Luckily I have a son who throws stuff around like chaff. Rocks, slabs, bags of cobbles…I needed to move a Teak bench down the stairs when I started on the back garden – he lifted it over his head and down he went…I couldn’t look.
He puts 60 litre bags of bark under his arm…and he loves showing off. He also likes the fact that plants mostly have 2 names – one Latin and one common for ease of explanation. So, he is picking up a third language en-route (He is quite fluent in Polish from an ex.) but I digress.
The front patio hasn’t changed much except I turned the whole thing, slab by slab through 45 degrees to reflect the triangular plot. I edged it in stone and infilled the gaps with cobbles bedded in mortar like they do in Scotland. I also built a low fence and a sympathetic Japanese trellis for hanging bird feeders and a spot for an upcycled Victorian cast iron bench. That took a year. It is also ideal for watching Goldfinches, Collar doves and Bluetits.

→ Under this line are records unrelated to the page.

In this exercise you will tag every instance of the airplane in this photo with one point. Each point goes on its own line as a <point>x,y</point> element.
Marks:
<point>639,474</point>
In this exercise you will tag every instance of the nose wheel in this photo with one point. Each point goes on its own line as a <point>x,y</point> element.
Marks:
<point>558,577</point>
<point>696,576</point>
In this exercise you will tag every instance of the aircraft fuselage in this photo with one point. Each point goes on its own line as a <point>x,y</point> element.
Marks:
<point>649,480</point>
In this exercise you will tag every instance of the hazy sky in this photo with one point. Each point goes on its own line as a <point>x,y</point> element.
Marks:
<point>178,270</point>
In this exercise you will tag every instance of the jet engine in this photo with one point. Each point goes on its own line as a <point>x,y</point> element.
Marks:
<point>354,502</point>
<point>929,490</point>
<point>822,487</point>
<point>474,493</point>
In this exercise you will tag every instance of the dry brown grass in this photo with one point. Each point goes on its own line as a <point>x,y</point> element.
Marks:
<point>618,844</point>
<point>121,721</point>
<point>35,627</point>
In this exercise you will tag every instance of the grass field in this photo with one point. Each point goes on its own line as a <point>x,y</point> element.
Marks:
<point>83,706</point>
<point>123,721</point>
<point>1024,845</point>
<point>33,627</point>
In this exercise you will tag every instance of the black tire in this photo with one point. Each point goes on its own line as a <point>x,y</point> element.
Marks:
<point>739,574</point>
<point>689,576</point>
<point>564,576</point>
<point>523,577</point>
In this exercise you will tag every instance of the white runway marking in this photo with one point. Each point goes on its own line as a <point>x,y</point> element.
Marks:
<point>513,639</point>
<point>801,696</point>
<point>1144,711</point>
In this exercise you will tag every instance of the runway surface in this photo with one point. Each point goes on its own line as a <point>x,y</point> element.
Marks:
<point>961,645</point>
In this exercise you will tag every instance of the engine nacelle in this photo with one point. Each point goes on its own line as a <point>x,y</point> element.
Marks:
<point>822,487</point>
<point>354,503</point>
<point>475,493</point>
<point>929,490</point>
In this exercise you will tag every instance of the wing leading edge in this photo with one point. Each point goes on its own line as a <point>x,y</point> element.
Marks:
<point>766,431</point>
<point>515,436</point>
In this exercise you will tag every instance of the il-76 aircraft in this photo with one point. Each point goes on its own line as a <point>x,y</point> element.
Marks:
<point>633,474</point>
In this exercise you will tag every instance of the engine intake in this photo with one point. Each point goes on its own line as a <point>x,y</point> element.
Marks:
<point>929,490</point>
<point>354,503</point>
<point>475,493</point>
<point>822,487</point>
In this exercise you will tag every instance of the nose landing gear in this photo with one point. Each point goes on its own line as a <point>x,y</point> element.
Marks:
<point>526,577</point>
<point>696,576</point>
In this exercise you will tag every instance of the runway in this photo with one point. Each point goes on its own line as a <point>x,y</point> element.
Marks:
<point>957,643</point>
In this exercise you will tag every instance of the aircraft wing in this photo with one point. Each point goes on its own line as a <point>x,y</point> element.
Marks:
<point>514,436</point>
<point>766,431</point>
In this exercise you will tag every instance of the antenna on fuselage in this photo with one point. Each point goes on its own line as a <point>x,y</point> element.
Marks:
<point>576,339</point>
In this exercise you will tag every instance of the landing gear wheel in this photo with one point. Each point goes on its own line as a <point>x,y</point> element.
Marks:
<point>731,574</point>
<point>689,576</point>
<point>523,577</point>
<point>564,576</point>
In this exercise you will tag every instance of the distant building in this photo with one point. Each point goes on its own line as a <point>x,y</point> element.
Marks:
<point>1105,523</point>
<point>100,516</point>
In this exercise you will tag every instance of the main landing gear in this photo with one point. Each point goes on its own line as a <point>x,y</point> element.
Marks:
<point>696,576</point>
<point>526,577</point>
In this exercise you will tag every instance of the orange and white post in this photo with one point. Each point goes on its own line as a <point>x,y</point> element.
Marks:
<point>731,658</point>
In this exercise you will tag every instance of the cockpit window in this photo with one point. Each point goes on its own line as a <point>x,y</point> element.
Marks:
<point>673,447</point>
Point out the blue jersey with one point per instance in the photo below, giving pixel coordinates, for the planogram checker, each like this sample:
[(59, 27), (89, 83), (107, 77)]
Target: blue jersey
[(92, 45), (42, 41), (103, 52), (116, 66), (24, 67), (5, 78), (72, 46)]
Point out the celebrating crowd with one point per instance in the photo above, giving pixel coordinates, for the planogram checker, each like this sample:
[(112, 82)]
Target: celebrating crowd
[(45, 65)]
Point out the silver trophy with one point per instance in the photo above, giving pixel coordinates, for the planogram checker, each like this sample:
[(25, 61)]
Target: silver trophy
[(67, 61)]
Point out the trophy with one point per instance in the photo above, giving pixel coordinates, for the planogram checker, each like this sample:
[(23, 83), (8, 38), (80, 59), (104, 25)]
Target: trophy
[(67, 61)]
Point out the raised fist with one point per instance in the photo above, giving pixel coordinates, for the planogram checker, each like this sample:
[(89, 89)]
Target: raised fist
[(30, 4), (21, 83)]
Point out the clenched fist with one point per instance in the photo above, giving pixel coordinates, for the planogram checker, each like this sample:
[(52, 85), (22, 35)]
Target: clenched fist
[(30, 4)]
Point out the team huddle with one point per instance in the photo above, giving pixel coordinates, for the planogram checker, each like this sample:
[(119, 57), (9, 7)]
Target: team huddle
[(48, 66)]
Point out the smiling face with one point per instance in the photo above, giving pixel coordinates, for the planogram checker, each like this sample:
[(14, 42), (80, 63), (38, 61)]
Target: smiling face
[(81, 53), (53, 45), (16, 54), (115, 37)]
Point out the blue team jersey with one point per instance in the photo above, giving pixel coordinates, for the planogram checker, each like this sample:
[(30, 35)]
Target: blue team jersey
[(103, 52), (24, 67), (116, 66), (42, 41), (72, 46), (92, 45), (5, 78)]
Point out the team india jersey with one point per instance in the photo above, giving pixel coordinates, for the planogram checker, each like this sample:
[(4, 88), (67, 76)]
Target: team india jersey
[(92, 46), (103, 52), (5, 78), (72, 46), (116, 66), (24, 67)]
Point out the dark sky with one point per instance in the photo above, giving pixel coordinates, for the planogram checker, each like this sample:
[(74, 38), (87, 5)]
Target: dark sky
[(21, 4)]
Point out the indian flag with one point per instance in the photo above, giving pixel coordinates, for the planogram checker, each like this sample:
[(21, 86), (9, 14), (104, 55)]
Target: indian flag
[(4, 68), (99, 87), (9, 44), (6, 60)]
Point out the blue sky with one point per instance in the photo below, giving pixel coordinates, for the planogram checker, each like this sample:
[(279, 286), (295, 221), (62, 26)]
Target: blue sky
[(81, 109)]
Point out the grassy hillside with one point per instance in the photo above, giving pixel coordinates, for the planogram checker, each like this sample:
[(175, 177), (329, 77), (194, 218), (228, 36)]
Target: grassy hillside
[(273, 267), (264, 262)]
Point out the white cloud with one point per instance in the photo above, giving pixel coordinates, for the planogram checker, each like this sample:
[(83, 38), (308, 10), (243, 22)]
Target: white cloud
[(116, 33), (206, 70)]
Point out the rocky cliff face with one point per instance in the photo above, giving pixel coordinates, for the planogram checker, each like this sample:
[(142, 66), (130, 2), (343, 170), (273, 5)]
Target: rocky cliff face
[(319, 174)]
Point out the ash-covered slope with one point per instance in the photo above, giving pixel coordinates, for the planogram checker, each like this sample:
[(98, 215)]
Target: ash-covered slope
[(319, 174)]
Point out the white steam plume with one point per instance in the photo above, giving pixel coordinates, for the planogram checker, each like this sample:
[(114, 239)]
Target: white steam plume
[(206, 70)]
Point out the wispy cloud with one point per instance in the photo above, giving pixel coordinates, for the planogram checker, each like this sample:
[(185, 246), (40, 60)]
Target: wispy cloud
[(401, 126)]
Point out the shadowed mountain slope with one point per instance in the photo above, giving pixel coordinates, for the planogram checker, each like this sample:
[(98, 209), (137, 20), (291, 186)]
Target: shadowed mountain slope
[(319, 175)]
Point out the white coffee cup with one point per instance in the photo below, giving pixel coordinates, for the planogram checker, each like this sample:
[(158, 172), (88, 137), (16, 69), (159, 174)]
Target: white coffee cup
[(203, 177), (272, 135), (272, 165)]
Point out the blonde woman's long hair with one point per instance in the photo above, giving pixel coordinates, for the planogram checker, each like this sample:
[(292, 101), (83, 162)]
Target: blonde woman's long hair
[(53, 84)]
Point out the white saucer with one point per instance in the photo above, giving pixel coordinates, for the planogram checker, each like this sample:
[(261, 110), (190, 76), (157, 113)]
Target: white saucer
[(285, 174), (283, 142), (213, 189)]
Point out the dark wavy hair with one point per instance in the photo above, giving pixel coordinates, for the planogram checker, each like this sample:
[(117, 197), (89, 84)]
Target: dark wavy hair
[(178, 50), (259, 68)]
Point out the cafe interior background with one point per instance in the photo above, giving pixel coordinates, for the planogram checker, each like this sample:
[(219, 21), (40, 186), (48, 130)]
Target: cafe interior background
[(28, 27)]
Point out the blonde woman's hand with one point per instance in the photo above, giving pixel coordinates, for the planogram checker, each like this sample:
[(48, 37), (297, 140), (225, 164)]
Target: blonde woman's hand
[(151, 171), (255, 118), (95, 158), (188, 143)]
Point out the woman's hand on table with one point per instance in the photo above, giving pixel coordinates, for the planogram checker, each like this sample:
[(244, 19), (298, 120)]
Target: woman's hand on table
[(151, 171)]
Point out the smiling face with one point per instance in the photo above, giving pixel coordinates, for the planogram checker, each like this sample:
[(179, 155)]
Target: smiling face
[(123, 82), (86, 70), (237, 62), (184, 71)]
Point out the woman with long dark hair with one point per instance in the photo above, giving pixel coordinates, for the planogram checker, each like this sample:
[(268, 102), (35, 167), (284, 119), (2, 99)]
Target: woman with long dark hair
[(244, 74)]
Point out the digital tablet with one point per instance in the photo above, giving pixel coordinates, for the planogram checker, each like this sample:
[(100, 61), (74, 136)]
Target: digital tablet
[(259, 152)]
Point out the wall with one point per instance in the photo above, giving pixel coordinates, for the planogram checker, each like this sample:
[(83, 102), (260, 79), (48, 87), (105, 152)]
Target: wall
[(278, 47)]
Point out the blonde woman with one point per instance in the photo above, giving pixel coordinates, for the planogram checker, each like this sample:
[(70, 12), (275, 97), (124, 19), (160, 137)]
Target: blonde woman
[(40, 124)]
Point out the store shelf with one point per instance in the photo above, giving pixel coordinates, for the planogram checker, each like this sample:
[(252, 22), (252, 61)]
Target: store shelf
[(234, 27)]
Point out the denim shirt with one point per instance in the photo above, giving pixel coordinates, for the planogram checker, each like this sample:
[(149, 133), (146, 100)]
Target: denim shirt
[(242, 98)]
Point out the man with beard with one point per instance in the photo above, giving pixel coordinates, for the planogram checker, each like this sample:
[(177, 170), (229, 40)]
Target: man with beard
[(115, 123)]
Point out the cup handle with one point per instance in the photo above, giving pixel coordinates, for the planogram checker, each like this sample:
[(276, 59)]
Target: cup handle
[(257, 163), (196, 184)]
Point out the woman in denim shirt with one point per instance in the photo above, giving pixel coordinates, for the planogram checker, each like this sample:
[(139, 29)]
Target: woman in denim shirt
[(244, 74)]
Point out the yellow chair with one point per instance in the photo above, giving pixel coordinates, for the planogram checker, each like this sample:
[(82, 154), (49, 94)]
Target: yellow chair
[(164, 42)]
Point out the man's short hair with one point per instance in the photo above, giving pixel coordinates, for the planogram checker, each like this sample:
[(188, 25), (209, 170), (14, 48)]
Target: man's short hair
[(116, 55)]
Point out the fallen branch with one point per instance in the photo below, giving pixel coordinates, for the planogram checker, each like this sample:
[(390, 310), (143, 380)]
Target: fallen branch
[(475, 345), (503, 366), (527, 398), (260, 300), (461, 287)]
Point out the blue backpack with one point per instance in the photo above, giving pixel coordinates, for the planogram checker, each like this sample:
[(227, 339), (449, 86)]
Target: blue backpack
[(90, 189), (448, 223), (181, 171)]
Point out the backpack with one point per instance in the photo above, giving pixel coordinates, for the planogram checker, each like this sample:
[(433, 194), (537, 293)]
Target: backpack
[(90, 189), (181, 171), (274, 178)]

Everything was taking shape, 55 metres of wooden fencing around the plot and on the East side of the house, we built a wooden shed and a flight of steps from railway sleepers with a decking platform, another rockery for Alpines, a Herb garden, a composter, an Insectarium – all reflecting the triangular theme. This is continued around to the rear patio, down another flight to a South facing sunken garden. We split the stair in half it was 9 feet wide…and built a waterfall with a small pond…I like waterlilies 😊 and Primula vialli. It is also a perfect spot for a Grapevine which was great until last Winter when a storm blew over its Pergola and snapped it in two…but thankfully it has recovered. I need to source some bamboo…
We can sit outside now, at any time of day in shade or sunshine to suit our mood, sometimes reading, taking random photos, chatting, eating a meal or chucking kids around. We have resident field Mice, Squirrels, Hedgehogs, the occasional Fox and Stoat, Frogs and Toads and as of this year 21 species of bird.
In conclusion, the importance of design is collating all the good things in an environment and building atmosphere and harmony.